According to legend, Athena, the Goddess of Wisdom, is responsible for giving Athens the olive tree as a gift, planting it on the Acropolis. The grateful Greek inhabitants of Attica honoured the goddess by naming their polis (city) Athena (Athens). They also built and dedicated their greatest temple, the Parthenon, to Athena.
The sacred olive tree flourished throughout Greece and the Mediterranean. Its olives and oil have been nutritional and medical food for millennia.
Homer referred to olive oil as “Liquid Gold”
Archaeological finds also prove that the Minoans used olive oil in their daily lives- in their diet, as a cleanser instead of soap, as the base for scents and ointments, as a medicine, in tanning, for lighting and to protect delicate surfaces.
The “liquid gold” was stored in large pithoi, a large earthenware storage jar.

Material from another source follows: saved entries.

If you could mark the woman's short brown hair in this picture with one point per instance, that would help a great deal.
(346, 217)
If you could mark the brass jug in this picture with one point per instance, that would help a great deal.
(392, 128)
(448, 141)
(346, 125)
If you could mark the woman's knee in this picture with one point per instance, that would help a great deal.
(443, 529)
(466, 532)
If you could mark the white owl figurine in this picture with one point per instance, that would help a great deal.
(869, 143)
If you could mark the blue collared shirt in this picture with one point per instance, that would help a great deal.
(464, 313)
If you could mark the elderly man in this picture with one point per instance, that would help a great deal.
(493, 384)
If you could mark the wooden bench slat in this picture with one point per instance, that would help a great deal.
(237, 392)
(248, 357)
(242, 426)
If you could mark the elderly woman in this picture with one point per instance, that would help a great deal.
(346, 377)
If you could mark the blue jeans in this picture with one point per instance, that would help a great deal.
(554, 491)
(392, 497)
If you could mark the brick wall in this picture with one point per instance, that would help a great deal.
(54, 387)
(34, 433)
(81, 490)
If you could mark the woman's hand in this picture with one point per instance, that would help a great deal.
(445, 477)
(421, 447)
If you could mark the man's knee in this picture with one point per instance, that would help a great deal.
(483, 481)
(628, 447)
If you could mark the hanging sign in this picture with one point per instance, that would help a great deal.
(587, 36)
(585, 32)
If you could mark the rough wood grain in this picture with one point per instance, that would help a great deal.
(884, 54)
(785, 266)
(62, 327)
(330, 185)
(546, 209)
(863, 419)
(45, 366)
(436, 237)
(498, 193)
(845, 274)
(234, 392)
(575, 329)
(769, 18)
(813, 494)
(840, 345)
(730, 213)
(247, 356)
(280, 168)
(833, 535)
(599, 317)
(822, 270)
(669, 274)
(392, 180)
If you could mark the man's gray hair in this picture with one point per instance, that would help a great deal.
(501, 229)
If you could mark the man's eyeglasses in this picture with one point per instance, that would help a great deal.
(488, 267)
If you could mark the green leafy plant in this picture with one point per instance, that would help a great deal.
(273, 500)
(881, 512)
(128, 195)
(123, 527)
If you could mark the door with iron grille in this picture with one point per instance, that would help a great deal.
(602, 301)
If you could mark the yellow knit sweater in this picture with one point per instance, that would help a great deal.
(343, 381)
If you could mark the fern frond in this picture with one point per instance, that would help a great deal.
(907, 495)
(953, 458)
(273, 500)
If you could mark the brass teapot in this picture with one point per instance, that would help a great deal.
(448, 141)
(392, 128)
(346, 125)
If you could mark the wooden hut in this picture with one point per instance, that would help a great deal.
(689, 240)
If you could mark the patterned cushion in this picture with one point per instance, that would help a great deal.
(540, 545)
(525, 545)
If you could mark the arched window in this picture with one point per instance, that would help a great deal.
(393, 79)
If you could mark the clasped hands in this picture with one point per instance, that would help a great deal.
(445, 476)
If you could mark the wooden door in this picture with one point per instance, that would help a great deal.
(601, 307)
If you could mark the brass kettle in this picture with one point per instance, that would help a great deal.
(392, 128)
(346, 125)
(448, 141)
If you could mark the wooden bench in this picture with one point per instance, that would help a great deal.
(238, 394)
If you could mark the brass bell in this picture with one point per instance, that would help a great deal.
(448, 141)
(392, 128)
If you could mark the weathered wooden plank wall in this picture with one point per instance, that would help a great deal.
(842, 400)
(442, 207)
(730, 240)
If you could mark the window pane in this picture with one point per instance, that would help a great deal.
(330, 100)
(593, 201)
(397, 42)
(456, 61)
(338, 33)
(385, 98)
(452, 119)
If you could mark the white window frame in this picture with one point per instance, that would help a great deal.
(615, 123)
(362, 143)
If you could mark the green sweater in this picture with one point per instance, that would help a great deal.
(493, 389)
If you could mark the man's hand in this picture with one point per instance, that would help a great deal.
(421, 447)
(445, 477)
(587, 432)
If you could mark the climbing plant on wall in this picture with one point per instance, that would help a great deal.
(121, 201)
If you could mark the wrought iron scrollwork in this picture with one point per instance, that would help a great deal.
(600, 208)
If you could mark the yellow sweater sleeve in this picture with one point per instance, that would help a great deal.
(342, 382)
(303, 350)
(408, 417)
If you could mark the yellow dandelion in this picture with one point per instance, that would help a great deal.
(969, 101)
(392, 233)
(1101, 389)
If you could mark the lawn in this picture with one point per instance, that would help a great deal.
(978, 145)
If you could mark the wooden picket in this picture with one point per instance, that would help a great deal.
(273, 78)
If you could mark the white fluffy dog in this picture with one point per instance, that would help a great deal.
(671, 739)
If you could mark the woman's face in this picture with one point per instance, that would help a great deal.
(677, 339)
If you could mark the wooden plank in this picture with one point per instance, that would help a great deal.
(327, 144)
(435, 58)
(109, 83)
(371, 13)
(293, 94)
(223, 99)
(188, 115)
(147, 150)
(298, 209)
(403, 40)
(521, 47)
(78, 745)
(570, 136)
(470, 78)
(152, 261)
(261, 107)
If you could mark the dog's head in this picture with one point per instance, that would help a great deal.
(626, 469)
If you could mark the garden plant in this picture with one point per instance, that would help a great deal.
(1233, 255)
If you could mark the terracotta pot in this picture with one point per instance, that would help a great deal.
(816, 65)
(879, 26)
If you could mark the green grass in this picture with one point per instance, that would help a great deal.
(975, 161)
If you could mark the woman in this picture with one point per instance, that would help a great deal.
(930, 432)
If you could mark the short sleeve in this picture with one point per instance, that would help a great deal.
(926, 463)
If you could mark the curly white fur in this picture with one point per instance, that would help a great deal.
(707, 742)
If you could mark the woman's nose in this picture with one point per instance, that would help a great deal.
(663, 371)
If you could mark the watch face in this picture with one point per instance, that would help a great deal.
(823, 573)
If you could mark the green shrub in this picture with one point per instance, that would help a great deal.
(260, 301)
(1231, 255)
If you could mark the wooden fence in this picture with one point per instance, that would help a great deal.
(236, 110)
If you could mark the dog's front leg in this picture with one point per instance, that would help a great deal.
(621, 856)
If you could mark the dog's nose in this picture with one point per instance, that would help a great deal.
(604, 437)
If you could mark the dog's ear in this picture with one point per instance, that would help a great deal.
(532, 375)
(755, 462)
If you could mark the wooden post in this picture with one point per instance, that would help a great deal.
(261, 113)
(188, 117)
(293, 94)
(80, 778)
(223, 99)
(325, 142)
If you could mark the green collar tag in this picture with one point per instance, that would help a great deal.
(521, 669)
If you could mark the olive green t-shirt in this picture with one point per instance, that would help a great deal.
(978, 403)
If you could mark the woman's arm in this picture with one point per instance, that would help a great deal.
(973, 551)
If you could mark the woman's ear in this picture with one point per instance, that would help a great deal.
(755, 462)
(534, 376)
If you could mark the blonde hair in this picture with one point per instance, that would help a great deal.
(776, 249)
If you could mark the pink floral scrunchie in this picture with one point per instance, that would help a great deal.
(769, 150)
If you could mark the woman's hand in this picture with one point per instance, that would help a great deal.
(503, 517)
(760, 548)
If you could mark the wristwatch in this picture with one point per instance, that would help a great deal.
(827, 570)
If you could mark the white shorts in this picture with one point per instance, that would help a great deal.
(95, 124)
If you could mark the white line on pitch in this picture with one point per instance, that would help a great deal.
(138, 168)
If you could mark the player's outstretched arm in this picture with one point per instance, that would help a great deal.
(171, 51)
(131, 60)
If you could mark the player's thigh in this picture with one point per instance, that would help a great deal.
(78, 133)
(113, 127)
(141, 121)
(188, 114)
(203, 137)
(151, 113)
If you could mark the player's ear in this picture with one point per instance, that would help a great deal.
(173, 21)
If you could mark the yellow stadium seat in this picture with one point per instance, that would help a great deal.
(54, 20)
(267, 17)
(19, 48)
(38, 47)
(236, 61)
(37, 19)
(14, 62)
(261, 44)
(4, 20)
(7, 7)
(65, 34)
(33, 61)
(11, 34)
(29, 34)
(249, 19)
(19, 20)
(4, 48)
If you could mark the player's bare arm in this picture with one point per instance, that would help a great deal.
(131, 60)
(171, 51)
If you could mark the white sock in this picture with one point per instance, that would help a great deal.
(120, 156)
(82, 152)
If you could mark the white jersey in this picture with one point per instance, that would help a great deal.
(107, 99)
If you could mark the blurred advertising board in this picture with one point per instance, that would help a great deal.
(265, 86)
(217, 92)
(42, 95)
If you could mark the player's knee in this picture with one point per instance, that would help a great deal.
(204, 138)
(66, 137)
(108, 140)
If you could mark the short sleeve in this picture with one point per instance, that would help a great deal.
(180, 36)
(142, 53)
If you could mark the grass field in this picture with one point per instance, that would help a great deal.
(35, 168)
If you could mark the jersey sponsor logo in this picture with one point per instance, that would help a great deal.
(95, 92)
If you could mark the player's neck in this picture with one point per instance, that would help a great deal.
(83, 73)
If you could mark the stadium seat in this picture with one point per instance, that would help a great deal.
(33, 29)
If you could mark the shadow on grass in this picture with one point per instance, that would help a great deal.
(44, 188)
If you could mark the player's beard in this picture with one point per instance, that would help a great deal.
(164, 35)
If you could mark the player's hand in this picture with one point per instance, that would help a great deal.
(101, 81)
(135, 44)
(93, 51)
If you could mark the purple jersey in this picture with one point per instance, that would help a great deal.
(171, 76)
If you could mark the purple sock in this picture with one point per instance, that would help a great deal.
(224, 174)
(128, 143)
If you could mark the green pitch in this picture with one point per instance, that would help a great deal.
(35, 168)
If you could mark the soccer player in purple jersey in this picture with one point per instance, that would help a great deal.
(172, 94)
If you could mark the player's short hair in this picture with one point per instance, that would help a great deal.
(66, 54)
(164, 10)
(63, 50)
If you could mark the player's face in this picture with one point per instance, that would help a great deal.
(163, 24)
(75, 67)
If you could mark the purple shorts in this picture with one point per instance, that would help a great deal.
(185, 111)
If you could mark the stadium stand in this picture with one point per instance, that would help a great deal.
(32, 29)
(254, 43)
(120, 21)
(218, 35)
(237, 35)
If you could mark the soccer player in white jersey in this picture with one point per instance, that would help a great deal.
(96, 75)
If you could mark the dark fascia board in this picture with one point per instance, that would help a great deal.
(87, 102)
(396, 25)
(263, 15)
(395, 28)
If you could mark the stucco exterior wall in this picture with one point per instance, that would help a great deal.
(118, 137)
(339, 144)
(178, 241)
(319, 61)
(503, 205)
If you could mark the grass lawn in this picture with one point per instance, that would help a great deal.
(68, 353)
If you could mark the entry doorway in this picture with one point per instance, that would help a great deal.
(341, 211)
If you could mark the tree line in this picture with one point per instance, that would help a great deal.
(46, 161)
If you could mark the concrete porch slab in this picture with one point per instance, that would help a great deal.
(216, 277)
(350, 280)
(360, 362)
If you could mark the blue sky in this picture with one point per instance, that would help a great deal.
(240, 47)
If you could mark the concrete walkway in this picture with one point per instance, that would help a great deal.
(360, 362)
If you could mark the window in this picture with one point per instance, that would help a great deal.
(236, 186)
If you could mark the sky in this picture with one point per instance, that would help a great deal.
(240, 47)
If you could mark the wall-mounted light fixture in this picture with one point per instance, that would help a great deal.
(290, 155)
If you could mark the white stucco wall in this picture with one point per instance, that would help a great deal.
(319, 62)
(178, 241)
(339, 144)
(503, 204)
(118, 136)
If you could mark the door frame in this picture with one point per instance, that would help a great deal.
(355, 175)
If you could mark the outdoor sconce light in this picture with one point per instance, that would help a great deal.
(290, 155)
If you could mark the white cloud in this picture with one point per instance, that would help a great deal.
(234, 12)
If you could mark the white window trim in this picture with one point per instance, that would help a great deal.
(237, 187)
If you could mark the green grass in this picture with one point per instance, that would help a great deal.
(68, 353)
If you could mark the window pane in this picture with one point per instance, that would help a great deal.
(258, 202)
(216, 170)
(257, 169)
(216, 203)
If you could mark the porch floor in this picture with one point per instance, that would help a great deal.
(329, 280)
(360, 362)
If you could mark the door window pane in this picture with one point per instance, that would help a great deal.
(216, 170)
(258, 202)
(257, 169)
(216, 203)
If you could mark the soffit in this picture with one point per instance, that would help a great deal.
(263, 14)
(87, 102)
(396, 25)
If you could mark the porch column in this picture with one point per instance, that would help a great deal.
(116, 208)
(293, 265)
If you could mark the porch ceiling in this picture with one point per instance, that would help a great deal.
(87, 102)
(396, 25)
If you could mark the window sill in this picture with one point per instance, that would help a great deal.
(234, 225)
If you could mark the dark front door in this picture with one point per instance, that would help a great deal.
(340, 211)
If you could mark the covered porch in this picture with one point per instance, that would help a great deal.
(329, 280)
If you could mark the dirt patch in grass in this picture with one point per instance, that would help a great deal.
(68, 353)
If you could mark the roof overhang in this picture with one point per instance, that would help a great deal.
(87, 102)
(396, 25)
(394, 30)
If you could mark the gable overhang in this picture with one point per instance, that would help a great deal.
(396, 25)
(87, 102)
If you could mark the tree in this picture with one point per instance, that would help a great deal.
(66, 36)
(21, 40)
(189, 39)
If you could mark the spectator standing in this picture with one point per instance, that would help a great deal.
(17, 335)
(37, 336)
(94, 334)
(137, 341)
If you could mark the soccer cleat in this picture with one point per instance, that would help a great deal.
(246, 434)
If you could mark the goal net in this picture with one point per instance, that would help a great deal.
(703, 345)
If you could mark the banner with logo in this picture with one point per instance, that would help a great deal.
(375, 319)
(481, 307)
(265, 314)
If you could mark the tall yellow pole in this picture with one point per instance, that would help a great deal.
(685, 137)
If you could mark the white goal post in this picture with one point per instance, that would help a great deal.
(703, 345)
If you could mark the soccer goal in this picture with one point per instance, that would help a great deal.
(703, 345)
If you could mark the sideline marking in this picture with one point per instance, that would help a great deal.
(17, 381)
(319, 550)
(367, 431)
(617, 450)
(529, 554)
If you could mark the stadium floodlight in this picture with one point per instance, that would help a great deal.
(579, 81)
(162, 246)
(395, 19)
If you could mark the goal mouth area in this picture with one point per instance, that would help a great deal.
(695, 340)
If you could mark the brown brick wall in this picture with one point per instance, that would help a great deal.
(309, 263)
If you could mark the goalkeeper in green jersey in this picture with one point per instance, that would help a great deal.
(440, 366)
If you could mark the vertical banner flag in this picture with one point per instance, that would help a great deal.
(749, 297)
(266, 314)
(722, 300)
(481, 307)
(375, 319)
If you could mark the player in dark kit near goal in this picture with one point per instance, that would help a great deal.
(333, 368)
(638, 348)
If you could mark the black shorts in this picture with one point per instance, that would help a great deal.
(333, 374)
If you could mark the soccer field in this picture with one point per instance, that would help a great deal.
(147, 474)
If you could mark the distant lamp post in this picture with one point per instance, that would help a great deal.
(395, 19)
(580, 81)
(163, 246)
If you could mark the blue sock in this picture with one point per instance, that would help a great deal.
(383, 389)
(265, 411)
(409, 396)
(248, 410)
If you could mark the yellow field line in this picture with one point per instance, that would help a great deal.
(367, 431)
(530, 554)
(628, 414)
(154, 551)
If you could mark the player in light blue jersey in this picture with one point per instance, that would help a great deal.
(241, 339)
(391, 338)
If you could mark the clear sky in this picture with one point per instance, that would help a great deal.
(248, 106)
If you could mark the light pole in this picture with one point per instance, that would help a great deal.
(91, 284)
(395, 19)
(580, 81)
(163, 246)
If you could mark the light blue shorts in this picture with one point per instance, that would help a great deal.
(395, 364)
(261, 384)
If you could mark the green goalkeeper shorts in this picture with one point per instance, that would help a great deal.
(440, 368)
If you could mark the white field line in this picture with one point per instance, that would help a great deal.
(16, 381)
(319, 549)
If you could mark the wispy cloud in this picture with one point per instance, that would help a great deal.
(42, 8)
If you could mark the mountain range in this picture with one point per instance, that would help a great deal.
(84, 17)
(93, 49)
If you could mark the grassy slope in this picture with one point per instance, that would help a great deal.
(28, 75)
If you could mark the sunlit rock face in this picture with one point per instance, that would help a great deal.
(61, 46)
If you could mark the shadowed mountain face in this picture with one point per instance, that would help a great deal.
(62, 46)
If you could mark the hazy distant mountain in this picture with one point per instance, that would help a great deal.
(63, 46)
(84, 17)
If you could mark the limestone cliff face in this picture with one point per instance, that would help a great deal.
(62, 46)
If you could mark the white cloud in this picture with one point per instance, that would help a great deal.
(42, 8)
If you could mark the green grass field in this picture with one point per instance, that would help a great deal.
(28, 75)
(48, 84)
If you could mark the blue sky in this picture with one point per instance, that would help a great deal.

Although the Minoans got things started with olive oil, other cultures and civilizations continued the tradition. Other cultures in Greece that cultivated and traded olives and olive oil included the Mycenaean civilization from 1600 – 1150 BC.
The “liquid gold” was a valuable medicine in the hands of ancient Greek doctors. Hippocrates mentions 60 different conditions which could be treated with it, such as skin conditions, wounds and burns, gynecological ailments, ear infections and many others.
It even played an important part in the Olympic games- the olive wreath also known as kotinos (Greek: κότινος) was the prize for winners at the ancient Olympic Games.
To this day, olive oil remains an important part of the culture, cuisine, health cure, essential beauty and economy of Greece.